Джо-младший был офицером ВВС США. Он вызвался добровольцем участвовать в опасной миссии по воздушной атаке места запуска ракет ФАУ-3 недалеко от Кале и погиб 12 августа 1944 года, когда его самолет взорвался, не долетев до цели. Посмертно он был награжден Военно-морским крестом, высшей наградой. Его смерть пополнила список катастроф, унесших жизни многих наших друзей и родственников в июле и августе того года. Узнав об этом, Кик, которая была замужем за Билли всего три месяца, уехала в Америку, чтобы участвовать в поминальной службе. Путешествие через Атлантику во время войны было трудно организовать, но как дочери посла США ей это удалось. Три недели спустя Билли был убит, и Кик немедленно вернулась в Англию.

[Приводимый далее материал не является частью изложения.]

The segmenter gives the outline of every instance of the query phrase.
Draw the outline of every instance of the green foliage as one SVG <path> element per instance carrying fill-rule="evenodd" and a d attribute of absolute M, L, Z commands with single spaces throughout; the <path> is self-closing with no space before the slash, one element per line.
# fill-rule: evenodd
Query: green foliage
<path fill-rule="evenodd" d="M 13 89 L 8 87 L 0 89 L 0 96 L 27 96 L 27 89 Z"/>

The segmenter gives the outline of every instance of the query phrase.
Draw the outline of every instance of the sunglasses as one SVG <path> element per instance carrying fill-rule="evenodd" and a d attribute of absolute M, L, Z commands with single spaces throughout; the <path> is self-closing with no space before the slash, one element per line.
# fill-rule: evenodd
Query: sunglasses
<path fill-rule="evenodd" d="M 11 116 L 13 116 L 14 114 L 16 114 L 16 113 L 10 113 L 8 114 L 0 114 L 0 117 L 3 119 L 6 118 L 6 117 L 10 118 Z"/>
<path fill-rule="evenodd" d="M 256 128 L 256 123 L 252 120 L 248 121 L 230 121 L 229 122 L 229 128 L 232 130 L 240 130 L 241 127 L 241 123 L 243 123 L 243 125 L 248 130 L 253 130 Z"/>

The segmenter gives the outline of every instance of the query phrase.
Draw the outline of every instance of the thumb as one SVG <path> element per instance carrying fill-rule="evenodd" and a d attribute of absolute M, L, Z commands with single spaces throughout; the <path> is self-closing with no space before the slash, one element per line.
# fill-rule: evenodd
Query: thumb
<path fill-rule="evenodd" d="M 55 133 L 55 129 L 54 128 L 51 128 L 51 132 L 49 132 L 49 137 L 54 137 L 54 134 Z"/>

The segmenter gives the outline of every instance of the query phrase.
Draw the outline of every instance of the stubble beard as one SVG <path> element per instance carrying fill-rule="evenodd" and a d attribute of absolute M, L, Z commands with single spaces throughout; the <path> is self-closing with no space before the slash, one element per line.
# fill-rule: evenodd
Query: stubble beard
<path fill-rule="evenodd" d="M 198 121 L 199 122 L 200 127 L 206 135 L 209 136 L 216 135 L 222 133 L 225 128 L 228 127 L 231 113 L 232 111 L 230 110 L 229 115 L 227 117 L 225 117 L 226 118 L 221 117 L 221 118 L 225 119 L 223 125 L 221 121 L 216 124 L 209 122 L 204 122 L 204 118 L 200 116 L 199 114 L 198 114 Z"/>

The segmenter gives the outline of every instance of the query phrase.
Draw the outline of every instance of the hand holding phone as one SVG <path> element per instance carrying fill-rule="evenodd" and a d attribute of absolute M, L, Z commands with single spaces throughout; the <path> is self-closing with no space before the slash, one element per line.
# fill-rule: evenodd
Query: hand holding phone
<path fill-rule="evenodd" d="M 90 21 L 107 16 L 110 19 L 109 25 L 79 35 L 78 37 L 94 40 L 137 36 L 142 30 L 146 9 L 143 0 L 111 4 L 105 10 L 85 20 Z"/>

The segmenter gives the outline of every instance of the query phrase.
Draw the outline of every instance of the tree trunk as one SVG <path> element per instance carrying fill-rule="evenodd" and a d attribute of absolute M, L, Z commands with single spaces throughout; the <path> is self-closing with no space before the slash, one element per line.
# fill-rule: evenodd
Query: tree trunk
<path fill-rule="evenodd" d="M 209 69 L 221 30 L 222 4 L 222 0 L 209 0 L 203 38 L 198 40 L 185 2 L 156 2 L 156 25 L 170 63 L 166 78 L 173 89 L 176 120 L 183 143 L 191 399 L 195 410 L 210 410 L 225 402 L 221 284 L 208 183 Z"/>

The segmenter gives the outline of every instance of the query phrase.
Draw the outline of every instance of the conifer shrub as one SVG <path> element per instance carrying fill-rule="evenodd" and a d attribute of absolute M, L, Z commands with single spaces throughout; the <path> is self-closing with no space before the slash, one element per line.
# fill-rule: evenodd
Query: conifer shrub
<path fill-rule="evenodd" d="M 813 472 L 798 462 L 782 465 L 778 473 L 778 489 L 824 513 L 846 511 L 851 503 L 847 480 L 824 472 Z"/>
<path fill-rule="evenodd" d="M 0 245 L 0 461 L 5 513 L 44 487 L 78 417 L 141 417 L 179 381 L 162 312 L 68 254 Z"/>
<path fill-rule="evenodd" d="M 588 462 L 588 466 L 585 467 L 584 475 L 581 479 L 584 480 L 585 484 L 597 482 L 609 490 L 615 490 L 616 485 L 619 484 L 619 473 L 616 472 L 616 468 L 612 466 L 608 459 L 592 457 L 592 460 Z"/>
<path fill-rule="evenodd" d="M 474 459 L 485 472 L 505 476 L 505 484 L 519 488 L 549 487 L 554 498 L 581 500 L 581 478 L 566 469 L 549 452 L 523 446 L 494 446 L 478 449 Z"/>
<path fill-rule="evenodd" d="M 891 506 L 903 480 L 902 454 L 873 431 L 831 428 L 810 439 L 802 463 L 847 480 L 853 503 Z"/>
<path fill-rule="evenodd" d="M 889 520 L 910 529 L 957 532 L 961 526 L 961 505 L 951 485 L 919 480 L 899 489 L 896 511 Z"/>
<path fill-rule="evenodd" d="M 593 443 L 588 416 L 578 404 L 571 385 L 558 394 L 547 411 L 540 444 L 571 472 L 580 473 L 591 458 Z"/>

В своем письме к Маучер с соболезнованиями Джек написал, что новость о смерти Билли была:
самым грустным, что когда-либо со мной было. Я всегда так любил Кик, что не мог не почувствовать часть ее огромной печали. Ее огромное счастье, когда она вернулась домой, которое светилось даже сквозь ее печаль по поводу смерти Джо, было столь явным и столь заразительным, что во многом облегчило горе наших матери и отца. Было настолько очевидно, что он значил для Кик и каким по-настоящему замечательным парнем он был, что мы все привязались к нему и теперь понимаем, какая это на самом деле огромная потеря. Когда я прочитал письмо капитана Уотерхауса о том, как спокойно и храбро погиб Билли, я не мог не вспомнить, что Джон Бакен написал о Рэймонде Асквите: «Наш почетный список длинен, но в нем нет более благородной фигуры. Он будет стоять перед теми из нас, кто остался, как воплощение духа земли, которую он любил... Он любил свою молодость, и его молодость стала вечной. Добрый, умный и храбрый, он теперь часть той бессмертной Англии, которая не знает ни старости, ни усталости, ни поражений». Я думаю, что эти слова можно было бы так хорошо отнести и к Билли. Я очень горжусь тем, что он был мужем моей сестры.
После смерти Билли Кик, которая была предана Эдди и Маучер, а также своим золовкам Энн и Элизабет, захотела остаться среди друзей в Англии, которых она знала с восемнадцати лет. Она купила дом в Лондоне, № 2 на Смит-сквер, Вестминстер, и в течение следующих четырех лет делила свое время между Англией и Америкой. Вернулись ее старые ухажеры: Уильям Дуглас Хоум все еще был влюблен в нее, Энтони Иден был другом, как и Ричард Вуд и Хью Фрейзер (который также особенно выделял ее сестру Юнис), но как только Кик встретила Питера, Восьмого графа Фицуильяма, он стал единственным претендентом. Однако было серьезное препятствие: Питер был женат.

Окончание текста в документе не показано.